Background: A fully automated single-tube assay with tubes (BD TruCOUNT, BD Biosciences) for absolute counting of residual cells in freshly prepared plasma by flow cytometry was developed (BD Plasma Count).
Study design and methods: The nucleic acid dye thiazole orange stains white blood cells (WBCs). The monoclonal antibodies anti-CD41a-peridinin chlorophyll protein-Cy5.5 and anti-glycophorin A-fluorescein isothiocyanate label platelets (PLTs) and red blood cells (RBCs), respectively. No fixation, permeabilization, or washing steps were required. Validation was done according to guidelines of the International Conference on Harmonization and the National Committee for Clinical Laboratory Standards. Cell-free plasma was spiked with each cell type for accuracy, reproducibility, and linearity measurements.

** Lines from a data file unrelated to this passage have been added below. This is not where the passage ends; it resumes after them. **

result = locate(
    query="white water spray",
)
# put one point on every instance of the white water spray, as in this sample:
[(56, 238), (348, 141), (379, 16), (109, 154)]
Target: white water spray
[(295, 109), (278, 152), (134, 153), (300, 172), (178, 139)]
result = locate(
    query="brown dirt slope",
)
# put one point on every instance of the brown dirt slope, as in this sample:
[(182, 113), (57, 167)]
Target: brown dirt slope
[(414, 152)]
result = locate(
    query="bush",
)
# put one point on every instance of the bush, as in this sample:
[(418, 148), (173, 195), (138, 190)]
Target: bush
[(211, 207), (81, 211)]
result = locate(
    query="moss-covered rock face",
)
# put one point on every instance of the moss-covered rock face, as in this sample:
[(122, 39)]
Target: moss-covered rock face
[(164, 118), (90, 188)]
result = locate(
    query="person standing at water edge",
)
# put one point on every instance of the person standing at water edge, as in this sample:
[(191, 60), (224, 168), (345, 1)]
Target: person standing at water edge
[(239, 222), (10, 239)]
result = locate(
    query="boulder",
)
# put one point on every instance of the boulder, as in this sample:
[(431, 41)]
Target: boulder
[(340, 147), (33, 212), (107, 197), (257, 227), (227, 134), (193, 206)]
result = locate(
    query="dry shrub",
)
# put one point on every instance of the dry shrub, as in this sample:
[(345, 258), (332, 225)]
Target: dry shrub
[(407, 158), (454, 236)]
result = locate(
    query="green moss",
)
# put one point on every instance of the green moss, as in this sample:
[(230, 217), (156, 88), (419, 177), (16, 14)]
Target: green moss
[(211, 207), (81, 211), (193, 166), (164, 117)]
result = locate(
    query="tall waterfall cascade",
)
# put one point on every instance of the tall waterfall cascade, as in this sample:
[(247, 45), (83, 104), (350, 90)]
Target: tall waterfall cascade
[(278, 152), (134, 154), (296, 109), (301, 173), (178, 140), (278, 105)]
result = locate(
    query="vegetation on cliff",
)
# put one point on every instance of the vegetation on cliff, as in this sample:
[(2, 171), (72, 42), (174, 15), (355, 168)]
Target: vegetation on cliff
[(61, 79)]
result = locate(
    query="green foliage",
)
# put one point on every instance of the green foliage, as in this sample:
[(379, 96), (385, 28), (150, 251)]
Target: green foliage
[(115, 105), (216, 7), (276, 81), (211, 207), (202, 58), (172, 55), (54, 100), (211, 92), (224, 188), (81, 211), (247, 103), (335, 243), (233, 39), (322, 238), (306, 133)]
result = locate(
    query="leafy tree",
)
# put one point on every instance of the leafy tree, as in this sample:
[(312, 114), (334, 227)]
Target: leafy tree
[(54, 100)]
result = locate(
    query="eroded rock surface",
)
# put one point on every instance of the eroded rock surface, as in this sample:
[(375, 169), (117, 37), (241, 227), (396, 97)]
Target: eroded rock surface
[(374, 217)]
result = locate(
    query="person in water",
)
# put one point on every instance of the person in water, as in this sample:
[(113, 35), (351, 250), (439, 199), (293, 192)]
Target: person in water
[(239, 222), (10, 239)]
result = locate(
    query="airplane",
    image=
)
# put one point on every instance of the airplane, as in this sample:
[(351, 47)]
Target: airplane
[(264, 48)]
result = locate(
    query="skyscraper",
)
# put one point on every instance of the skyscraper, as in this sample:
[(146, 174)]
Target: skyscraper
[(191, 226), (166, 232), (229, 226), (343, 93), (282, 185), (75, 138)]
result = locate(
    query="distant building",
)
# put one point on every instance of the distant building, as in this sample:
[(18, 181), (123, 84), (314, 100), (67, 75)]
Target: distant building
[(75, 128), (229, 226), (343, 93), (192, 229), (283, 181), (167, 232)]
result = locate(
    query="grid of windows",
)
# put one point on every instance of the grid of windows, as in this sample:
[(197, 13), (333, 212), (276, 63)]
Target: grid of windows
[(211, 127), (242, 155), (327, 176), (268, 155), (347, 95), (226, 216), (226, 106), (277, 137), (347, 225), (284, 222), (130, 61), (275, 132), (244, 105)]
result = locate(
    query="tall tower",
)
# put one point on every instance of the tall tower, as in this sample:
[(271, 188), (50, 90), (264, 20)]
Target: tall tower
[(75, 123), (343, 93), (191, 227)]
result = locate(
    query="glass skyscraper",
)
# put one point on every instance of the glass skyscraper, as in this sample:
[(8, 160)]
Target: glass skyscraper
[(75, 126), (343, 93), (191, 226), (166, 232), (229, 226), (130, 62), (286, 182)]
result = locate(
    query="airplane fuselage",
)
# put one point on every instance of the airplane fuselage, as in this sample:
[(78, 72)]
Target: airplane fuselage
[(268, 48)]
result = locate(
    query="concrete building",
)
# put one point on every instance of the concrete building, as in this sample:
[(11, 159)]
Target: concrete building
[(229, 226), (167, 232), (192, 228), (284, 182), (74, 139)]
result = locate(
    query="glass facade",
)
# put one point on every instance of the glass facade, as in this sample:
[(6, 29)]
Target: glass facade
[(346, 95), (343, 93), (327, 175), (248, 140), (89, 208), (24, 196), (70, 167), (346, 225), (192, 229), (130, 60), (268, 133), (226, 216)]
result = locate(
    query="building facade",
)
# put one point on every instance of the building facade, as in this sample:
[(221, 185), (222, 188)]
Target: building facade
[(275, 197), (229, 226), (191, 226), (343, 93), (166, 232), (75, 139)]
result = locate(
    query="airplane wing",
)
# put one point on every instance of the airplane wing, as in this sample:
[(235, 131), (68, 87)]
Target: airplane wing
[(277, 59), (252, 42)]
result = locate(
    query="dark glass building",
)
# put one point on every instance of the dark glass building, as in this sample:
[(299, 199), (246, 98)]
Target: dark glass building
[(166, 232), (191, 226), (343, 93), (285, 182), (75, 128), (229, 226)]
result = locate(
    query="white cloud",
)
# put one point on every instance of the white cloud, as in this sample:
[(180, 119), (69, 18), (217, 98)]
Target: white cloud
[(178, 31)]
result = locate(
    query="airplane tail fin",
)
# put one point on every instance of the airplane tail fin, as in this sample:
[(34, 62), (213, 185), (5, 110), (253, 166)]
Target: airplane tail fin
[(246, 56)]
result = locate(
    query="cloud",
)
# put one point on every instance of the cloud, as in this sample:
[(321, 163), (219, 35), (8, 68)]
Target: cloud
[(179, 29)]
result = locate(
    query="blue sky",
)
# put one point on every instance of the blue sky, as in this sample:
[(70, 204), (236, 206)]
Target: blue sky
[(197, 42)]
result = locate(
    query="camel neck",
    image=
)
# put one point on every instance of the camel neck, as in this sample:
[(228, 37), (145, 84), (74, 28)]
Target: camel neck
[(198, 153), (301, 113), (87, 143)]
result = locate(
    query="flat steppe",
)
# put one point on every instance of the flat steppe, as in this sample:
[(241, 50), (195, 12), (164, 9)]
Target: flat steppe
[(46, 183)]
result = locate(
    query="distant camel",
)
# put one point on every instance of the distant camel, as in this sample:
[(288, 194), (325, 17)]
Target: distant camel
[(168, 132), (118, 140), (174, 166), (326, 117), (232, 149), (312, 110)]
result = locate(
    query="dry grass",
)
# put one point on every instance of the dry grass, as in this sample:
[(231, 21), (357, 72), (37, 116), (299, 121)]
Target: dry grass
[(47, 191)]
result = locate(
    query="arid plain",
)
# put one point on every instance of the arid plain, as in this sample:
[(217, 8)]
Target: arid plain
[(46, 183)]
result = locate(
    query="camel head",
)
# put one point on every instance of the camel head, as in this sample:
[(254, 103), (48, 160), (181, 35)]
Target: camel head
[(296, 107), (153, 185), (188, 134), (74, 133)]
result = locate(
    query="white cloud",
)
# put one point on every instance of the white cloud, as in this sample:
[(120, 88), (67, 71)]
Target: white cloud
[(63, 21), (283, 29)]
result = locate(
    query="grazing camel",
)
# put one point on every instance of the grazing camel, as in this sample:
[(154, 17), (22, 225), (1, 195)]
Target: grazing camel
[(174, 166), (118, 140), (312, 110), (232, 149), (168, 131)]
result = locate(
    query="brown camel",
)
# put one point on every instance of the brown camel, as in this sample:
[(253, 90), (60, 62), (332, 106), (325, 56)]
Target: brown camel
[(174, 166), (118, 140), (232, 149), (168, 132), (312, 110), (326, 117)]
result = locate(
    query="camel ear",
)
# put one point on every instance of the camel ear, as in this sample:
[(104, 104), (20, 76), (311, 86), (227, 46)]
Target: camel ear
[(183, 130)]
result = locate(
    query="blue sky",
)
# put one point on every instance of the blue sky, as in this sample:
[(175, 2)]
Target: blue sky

Results: Results showed no carryover or drift under automated sample acquisition conditions. Nonspecific background was fewer than 0.3 cells per microL for residual WBCs (rWBCs), fewer than 2.7 cells per microL for rRBCs, and fewer than 85 cells per microL for rPLTs. Determinations of rWBC and rPLT counts were linear with a coefficient of variation of less than 12 percent for the imprecision. Owing to cross-linking of the anti-glycophorin A antibody, linearity and precision for rRBCs diverged up to 21 percent at a count of 6000 rRBCs per microL. In a 2-year period, five operators investigated 2666 quality control (QC) samples of fresh-frozen plasma on 108 working days. Maximum cell numbers found were 196 for rWBCs, 3960 for rRBCs, and 28,952 for rPLTs per microL. In 31 cases (1.2%) rWBCs were out of specification. No outlier was observed for rRBCs and rPLTs. Residual RBC cell numbers determined were always within the acceptable concentration range of the assay.
Conclusion: These data demonstrate that the single-tube test is suitable for routine QC assessment of the cellular contaminants of therapeutic plasma according to the European recommendations.